すぐ近くにいた王子様は、ぴったりのタイミングで 美咲の心を掴んでいく。
 
「斉藤係長、出身はどちらですか?」

初めての食事に、佳宏は 天ぷらを選んだ。

並んでカウンターに腰掛けていると、向かい合って食事をするよりも 距離が近い。


揚げたてを次々、お皿に受けて 美咲は 歓声を上げる。
 

「俺?岐阜。すごい田舎だよ。」

佳宏は 会社にいる時よりも 寛いで話す。
 
「私も田舎だから。じゃ 斉藤係長 地元では 相当成績良かったですね。」

佳宏は 神奈川県の国立大学を 卒業していた。
 


「うん。もう神童の域 だったな。」

と言って 照れた笑顔を 美咲に向けた。

自虐的に聞こえる 佳宏の言葉に、美咲が ハッとして 佳宏を見つめると、
 


「本城さんも、そうでしょう?」

と佳宏は 優しく言った。

美咲は 何故か胸が熱くなり、涙汲んでしまう。


黙っている美咲に、問いかけるような 目を向ける佳宏。
 


「やっとわかってもらえた。」

美咲はポツンと言う。

佳宏は小さく頷いて、
 


「勉強でき過ぎると、田舎では辛いよね。」

と言って美咲の目を見る。


たったそれだけの会話が、美咲の心を救った。


佳宏が 美咲の傷を 共有してくれたから。

美咲は すべての警戒心を 解いていた。
 


「本城さん、頑張り屋だから。
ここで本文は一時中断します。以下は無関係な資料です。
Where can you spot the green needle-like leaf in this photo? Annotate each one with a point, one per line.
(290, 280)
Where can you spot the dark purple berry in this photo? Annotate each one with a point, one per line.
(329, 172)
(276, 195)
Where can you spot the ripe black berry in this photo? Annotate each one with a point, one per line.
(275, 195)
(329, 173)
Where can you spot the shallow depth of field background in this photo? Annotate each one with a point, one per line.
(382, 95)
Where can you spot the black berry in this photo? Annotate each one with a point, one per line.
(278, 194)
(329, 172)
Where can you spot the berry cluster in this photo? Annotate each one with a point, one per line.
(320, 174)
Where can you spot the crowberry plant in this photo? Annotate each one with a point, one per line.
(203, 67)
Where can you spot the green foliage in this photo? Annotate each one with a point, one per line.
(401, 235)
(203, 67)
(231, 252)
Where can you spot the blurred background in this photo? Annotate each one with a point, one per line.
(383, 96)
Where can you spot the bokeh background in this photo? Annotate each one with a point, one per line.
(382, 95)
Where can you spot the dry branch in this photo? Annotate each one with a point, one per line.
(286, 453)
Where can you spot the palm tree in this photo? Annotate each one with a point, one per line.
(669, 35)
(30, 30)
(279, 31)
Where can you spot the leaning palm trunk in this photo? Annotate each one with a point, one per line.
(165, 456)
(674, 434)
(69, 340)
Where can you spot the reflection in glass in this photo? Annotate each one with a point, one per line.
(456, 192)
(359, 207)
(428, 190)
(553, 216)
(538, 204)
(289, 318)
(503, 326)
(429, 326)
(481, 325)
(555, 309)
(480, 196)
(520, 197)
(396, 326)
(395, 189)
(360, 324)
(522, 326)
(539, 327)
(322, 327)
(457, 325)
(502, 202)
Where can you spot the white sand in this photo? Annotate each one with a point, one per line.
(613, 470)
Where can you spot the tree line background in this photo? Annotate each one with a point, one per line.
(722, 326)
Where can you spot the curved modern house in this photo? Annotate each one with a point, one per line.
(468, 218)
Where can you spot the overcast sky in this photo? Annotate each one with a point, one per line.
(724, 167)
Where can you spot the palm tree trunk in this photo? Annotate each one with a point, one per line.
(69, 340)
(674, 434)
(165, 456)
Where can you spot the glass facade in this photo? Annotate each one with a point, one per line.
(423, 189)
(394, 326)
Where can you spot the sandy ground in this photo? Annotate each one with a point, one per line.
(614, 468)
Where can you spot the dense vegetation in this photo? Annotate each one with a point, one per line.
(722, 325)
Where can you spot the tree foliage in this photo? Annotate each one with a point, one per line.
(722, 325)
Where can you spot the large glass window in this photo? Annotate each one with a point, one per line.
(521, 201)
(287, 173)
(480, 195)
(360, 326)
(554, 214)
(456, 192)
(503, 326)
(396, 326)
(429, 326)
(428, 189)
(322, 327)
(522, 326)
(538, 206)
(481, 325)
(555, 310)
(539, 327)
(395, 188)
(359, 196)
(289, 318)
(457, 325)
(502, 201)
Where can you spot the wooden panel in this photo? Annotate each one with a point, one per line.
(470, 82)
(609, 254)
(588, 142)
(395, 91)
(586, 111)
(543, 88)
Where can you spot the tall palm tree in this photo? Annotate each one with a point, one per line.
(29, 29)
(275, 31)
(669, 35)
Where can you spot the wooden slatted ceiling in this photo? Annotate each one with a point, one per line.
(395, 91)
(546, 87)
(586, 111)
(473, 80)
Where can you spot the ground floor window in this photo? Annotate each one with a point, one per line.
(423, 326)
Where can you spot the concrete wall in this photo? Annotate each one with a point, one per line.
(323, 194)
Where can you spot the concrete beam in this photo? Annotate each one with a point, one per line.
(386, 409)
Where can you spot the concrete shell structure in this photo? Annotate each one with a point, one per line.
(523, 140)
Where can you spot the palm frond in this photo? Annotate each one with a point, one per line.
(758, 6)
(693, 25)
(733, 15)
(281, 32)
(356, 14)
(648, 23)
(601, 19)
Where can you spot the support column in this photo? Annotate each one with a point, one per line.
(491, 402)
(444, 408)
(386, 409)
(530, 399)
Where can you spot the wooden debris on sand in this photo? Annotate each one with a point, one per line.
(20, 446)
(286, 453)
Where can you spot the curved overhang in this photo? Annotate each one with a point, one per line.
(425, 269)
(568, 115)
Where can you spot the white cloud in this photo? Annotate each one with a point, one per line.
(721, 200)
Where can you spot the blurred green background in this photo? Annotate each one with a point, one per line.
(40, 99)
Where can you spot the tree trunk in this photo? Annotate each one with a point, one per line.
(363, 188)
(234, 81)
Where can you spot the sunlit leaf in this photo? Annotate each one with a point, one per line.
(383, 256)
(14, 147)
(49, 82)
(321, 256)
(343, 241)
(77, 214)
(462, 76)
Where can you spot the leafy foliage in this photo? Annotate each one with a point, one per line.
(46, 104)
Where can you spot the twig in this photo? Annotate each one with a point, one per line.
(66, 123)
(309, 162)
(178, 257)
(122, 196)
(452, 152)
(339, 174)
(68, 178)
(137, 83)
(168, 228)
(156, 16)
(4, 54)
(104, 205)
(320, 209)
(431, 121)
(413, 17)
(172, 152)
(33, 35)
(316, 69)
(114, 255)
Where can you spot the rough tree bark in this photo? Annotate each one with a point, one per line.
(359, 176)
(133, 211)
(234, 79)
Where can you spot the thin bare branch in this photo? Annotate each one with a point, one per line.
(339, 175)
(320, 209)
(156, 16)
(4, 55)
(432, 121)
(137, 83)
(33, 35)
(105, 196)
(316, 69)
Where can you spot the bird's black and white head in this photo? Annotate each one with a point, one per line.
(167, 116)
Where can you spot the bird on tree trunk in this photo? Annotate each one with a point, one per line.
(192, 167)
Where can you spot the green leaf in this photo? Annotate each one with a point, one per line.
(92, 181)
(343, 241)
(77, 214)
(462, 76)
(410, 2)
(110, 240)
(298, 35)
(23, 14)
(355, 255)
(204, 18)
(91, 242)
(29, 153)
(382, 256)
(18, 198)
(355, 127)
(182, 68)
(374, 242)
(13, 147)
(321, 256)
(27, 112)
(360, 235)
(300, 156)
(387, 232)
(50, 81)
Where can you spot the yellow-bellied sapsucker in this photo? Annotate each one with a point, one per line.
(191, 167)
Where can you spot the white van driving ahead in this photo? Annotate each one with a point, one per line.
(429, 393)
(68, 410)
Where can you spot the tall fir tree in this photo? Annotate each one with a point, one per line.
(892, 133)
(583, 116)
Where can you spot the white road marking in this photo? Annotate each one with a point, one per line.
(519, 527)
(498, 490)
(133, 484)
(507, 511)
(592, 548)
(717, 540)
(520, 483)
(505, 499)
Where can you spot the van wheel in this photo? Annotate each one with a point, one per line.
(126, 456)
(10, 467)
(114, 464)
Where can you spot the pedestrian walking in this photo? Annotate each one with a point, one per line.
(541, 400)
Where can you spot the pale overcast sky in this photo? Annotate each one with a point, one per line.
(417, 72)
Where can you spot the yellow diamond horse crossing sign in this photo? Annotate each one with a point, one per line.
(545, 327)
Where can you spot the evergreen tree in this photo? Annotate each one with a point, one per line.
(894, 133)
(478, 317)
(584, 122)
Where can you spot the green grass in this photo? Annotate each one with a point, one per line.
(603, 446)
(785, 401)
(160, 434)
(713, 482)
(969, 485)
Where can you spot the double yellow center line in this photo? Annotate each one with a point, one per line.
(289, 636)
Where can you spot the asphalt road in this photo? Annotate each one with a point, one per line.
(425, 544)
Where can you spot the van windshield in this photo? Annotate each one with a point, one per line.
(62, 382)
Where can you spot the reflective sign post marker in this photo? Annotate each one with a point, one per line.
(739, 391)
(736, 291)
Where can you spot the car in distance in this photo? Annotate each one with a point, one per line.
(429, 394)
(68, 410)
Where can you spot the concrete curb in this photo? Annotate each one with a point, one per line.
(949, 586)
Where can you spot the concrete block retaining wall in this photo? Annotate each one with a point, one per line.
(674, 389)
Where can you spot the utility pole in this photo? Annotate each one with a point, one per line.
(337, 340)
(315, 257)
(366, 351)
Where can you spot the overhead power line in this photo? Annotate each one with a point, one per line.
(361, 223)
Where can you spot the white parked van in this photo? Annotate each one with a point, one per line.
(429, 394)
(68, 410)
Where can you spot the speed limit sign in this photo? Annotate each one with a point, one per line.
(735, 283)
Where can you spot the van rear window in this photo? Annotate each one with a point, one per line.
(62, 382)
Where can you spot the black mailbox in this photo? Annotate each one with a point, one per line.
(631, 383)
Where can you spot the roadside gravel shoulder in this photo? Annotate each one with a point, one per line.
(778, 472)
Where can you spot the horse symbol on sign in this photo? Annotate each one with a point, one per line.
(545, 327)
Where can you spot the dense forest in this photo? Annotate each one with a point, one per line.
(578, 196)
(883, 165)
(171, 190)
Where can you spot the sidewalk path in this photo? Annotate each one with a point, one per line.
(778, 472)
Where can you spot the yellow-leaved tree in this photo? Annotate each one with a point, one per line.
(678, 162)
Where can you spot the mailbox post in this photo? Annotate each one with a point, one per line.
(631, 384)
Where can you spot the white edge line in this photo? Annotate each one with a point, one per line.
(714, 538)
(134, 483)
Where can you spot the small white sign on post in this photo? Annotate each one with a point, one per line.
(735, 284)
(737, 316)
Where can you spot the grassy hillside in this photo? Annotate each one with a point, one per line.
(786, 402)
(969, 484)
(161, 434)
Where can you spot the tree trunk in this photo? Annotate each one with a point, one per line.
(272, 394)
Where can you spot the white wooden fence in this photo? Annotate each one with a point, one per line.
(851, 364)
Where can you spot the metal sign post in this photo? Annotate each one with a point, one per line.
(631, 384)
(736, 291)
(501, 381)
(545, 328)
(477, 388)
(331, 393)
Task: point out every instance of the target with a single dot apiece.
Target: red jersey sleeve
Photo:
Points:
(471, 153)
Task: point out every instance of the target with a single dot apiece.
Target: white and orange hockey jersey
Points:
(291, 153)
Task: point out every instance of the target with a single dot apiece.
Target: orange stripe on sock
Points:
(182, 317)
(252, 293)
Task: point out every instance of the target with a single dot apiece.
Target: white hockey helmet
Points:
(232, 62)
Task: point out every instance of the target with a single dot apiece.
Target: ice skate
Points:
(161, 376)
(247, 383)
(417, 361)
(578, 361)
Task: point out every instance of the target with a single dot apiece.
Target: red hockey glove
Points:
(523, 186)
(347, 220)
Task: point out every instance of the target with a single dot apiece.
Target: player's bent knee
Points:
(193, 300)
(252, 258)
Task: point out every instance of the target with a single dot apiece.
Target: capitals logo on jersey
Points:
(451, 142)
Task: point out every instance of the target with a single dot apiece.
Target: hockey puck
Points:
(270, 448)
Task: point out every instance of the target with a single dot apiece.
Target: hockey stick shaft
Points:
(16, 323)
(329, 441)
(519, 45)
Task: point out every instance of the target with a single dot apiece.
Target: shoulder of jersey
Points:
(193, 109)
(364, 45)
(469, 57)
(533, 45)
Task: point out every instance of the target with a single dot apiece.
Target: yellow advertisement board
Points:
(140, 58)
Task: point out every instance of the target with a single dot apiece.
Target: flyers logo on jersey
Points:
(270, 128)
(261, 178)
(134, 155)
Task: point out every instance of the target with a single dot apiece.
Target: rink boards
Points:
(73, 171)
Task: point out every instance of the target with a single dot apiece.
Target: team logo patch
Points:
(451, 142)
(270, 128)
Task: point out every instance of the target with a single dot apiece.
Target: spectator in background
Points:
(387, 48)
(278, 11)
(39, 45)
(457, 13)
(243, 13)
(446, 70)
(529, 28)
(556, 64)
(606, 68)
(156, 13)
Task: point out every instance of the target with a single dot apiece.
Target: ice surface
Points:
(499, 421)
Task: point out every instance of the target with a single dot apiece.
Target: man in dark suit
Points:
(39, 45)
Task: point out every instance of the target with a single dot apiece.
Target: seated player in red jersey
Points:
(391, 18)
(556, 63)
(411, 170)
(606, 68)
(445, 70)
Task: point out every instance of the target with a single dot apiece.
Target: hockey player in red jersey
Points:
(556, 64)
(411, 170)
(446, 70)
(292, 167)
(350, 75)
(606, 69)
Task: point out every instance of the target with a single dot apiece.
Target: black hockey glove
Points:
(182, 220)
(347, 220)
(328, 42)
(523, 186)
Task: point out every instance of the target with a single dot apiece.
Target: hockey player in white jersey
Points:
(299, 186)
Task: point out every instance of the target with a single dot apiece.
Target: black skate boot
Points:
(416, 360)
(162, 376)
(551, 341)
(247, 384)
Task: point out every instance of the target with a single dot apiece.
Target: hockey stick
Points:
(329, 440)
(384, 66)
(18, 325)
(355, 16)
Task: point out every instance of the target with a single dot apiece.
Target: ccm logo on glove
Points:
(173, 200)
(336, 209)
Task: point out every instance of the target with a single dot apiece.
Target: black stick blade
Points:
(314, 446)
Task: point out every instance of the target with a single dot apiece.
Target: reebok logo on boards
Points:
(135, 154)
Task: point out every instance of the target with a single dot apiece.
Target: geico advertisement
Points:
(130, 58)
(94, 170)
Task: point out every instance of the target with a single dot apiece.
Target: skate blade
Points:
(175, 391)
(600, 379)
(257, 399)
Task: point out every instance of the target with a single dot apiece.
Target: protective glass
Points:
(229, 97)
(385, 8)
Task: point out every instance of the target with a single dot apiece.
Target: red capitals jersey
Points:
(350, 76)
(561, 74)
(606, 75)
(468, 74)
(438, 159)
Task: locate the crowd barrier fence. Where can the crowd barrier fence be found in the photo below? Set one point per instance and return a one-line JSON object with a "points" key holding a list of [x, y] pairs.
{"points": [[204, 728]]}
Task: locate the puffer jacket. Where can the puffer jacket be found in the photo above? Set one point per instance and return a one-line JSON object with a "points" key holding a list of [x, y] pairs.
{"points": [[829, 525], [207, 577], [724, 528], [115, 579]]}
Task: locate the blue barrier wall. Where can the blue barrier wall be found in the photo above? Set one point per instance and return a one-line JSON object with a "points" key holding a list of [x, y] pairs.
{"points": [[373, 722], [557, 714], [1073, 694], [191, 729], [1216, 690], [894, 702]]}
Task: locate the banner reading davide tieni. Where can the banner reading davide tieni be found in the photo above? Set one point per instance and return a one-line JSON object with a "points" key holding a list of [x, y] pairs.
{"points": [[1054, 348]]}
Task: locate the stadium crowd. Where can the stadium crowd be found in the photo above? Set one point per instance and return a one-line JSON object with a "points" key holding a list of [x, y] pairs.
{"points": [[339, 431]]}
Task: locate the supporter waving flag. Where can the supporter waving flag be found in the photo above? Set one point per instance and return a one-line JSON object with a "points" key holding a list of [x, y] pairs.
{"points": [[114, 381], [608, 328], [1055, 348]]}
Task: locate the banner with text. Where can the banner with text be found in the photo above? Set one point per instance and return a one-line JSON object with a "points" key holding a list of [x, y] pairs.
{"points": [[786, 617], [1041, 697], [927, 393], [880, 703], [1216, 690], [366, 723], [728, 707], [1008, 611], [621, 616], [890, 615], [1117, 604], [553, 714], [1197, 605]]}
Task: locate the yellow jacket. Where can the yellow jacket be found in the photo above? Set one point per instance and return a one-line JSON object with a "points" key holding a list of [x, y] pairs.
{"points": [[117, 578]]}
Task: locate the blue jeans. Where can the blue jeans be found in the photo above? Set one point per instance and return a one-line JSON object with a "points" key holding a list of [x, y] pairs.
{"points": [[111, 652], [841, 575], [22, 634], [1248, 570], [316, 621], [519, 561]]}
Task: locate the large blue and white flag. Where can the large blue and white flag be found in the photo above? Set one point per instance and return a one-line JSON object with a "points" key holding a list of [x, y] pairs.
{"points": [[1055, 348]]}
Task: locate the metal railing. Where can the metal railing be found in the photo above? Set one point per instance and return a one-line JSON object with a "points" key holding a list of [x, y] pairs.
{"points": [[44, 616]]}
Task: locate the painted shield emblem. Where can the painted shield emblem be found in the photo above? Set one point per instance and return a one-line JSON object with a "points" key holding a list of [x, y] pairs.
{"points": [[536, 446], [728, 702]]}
今も 結構無理しているでしょう。」

佳宏は さらに優しく美咲を包む。
 

「それ以上、言わないで下さい。私、本気で泣きますよ。」

美咲は 真っ直ぐ 佳宏を見て言う。
 
「そっか。じゃあ今は食事しよう。美味しく食べたら、その後で 泣いてもいいよ。」

と佳宏は笑った。

美咲も笑ってしまう。
 

「もう。そんなこと言われたら、泣けませんよ。」

と美咲が言うと、佳宏は 満足気に微笑んだ。